A new paper from The Roosevelt Institute examines the “collapse” in the relationship between U.S. corporate borrowing and corporate investment into new projects or operations. Where every dollar a company borrowed prior to the 1980s would lead to 40 cents worth of investment, today more of the money is diverted into payouts for shareholders than is actually invested and there is almost no relationship between dollars borrowed and dollars invested.
In the summary blog post, they write that “very large swings in credit flows to the corporate sector [since the last recession] do not correspond to any similar shifts in aggregate investment,” while payouts to shareholders “appear more strongly associated with variation in cash flow and borrowing.” These relationships to borrowing were reversed in the pre-1980s period and crossed over each other in the 1985-2001 period most associated with significant changes to U.S. corporate governance norms and rules that tended to favor quarterly shareholder interests above all other priorities, including long-term investment.

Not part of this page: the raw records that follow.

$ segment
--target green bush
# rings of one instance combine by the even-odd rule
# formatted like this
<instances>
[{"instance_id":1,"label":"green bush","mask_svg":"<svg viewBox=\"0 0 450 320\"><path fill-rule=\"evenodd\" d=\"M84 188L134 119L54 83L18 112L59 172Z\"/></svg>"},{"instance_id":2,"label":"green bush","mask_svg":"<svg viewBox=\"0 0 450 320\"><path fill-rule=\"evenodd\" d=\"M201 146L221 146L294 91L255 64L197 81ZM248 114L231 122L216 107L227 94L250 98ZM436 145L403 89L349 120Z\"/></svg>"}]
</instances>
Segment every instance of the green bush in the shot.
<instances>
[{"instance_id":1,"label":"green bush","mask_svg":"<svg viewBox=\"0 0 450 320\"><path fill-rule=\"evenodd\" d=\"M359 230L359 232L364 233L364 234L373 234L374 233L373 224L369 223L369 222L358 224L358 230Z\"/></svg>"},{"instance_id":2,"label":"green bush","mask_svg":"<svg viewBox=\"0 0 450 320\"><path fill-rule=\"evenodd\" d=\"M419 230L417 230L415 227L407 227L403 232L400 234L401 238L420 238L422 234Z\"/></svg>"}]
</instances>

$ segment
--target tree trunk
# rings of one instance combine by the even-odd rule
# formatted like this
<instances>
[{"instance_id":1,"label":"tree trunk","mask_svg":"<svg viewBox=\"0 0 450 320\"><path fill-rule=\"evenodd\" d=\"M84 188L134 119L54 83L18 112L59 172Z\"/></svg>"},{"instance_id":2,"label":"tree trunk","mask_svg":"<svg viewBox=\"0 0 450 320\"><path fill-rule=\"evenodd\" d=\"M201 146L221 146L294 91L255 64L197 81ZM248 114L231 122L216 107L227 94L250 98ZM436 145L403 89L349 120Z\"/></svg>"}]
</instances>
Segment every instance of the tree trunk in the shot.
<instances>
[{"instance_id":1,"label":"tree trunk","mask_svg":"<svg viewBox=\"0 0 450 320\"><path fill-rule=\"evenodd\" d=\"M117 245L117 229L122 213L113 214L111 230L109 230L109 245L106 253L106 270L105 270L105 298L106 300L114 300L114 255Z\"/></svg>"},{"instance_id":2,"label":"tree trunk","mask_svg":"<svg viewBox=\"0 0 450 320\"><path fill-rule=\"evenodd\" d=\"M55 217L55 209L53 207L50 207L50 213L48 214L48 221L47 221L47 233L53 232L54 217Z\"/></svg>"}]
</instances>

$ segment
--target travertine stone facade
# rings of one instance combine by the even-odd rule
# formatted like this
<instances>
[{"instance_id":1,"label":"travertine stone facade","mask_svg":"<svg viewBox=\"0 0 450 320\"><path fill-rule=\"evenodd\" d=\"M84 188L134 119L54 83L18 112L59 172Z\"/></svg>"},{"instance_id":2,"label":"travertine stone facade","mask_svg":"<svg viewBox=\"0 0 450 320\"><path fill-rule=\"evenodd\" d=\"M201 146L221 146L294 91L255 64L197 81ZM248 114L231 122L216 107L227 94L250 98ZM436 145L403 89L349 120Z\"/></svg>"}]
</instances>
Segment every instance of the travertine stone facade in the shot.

This practice of borrowing to pay shareholders instead of borrowing to invest, as you might guess, basically means shareholders are profiting against the company’s future financial health, rather than from current (or future) returns on its previous (or current) investments. That means literally raiding the companies’ future earnings to generate payout cash now. The company will eventually have to pay back the borrowed money with interest, but it will not have gained anything from that borrowing because it was used to rain money down on shareholders instead of actually growing the company’s operations. This means companies are putting themselves deeper into a long-term hole, even as wealthy shareholders (the vast majority of American stock is held by a very small number of people with a lot of money to throw around) rake in money in the short-term.
Meanwhile, I would surmise, investment banks stand to make a lot of profits in interest — as long as the borrowing companies don’t collapse from all their unproductive loans. Down the line, a lot of American companies could have very high debt burdens while also being very underdeveloped compared to foreign competitors who invested in keeping up with the times and growing their long-term potential earnings. That will make them vulnerable to bankruptcy and other problems.
Here’s the paper’s abstract:
This paper provides evidence that the strong empirical relationship of corporate cash flow and borrowing to productive corporate investment has disappeared in the last 30 years and has been replaced with corporate funds and shareholder payouts. Whereas firms once borrowed to invest and improve their long-term performance, they now borrow to enrich their investors in the short-run. This is the result of legal, managerial, and structural changes that resulted from the shareholder revolution of the 1980s. Under the older, managerial, model, more money coming into a firm – from sales or from borrowing – typically meant more money spent on fixed investment. In the new rentier-dominated model, more money coming in means more money flowing out to shareholders in the form of dividends and stock buybacks.
These results have important implications for macroeconomic policy. The shareholder revolution – and its implications for corporate financing decisions – may help explain why higher corporate profits in recent business cycles have generally failed to lead to high levels of investment. And under this new system, cheaper money from lower interest rates will fail to stimulate investment, growth, and wages because, as we show here, additional funds are funneled to shareholders through buybacks and dividends.